You can never truly trust the built-in knowledge, but you can trust (with much more certainty) the current information it retrieves. Fact-check theories, verify third-party tools, read official docs. Your future self will thank you.
Tests: Your Best Friend and Worst Enemy
Refactoring existing code? This is LLM TDD paradise. Once coverage is good, instruct your AI to verify its work by running tests constantly.
Writing new tests?
- Don’t hesitate to explain the use cases you care about
- Discuss what you’re actually testing and why
- Make it run its own tests
- Critical: Tell it NOT to change production code to fit the tests
- Add a directive: “If tests and code conflict, ask me before changing either”
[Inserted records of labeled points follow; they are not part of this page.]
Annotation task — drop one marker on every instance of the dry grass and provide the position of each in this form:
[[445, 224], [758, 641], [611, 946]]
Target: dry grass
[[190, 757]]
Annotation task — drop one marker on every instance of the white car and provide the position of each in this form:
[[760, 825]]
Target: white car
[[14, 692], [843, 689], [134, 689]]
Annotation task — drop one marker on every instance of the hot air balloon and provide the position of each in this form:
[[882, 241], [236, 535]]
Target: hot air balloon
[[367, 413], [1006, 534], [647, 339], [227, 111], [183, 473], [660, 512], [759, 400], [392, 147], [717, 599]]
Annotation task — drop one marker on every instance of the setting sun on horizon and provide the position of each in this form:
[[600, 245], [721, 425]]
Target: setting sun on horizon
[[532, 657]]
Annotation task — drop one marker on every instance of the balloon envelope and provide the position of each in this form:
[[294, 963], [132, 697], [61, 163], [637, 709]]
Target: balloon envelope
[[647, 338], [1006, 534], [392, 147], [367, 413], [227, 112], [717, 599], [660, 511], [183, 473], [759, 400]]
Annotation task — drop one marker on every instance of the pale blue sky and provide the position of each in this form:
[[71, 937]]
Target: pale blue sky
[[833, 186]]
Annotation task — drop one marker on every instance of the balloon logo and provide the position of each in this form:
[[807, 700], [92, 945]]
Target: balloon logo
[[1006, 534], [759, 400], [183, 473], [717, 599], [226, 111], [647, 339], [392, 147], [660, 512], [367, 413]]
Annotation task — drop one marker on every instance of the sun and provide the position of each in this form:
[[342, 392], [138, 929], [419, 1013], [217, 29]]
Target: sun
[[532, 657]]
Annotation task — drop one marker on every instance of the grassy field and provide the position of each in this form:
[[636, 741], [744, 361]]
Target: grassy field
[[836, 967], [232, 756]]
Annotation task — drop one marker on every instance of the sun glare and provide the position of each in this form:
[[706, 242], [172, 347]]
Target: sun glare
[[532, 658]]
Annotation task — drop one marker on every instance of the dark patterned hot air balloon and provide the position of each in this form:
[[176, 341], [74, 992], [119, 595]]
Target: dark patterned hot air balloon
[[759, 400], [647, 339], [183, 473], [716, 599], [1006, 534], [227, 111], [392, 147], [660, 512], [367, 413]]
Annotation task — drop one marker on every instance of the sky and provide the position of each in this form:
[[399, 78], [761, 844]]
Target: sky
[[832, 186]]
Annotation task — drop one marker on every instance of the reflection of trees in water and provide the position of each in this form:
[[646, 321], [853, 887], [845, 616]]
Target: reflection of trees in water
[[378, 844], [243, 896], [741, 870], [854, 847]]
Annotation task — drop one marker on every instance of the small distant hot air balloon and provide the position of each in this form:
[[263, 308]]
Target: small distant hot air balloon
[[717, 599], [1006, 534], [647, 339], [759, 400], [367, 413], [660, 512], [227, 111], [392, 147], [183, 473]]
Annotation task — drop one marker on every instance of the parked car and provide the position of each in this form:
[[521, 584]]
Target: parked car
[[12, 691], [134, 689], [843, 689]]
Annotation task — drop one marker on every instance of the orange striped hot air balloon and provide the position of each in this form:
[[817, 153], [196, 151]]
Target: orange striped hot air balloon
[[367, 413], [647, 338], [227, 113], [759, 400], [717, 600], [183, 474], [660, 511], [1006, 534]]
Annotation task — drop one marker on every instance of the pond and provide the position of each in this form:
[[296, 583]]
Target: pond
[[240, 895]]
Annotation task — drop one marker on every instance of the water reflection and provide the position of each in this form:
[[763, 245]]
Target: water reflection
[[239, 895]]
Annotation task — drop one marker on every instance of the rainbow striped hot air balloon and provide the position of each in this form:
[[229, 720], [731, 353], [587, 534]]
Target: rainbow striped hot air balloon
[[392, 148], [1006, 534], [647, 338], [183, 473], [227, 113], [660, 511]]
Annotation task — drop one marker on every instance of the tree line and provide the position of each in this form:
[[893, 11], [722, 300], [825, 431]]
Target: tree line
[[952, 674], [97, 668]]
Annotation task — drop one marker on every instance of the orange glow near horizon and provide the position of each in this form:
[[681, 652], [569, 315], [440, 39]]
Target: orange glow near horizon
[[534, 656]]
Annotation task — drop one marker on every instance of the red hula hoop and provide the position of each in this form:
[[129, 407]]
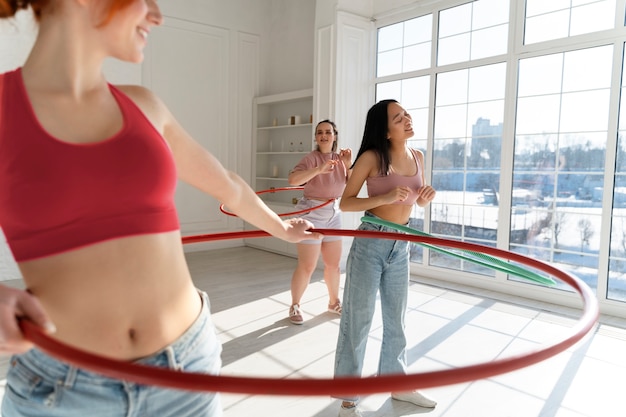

Watch out: LLMs can go overboard trying to make tests pass. I’ve seen them “fix” failing tests by commenting out assertions. Technically passes! Practically useless.
When to Start Fresh
Your conversation is getting long and the LLM is getting confused? Getting slower responses? Higher hallucination rate? Time to refresh.
The Context Refresh Formula:
If you followed this guide and divided tasks properly, finishing a task = refresh time.
“OK Yarden, but the conversation is long, what I did is important, and I STILL need to continue?”
Don’t sweat it, instead create a summary:
"Summarize our work so far:- Git status output- List of modifications- Core changes and why- Key entities and file pathsKeep it under 500 words"
Looks good? Great, now pack it up, paste it into a new conversation, and continue like nothing happened. This technique is already being implemented in certain ways in LLMs today — you’re just manually forcing it.
The Bottom Line
After 100,000 generations, here’s what I know: AI assistants are simultaneously the best and worst thing to happen to coding. They’ll write you a perfect binary search then forget what language they’re using halfway through. They’ll solve architectural problems you’ve been pondering for days, then suggest importing a package from an alternate dimension.
But here’s the thing: when you learn to work WITH them instead of despite them, magic happens. At Daylight Security, our AI-native approach isn’t about replacing developers, it’s about amplifying them. We ship faster, catch more edge cases, and spend less time on boilerplate. GitHub’s research shows developers using Copilot are 55% more productive and report 75% higher job satisfaction. That’s not just marginal gains — that’s transformation.
Fun fact: AI development tools could boost global GDP by over $1.5 trillion. But there’s a catch — recent data shows “copy/pasted” code rose from 8.3% to 12.3% between 2021–2024 with AI assistance. The lesson? AI amplifies both your strengths AND your weaknesses.
The secret? Stop treating AI like either a magic oracle or a dumb autocomplete. Treat it like a brilliant but occasionally confused junior developer who’s read every Stack Overflow answer ever written but sometimes forgets which universe they’re in.
Welcome to AI-native development. It’s weirder than we expected, but once you learn the dance, you’ll never want to code alone again.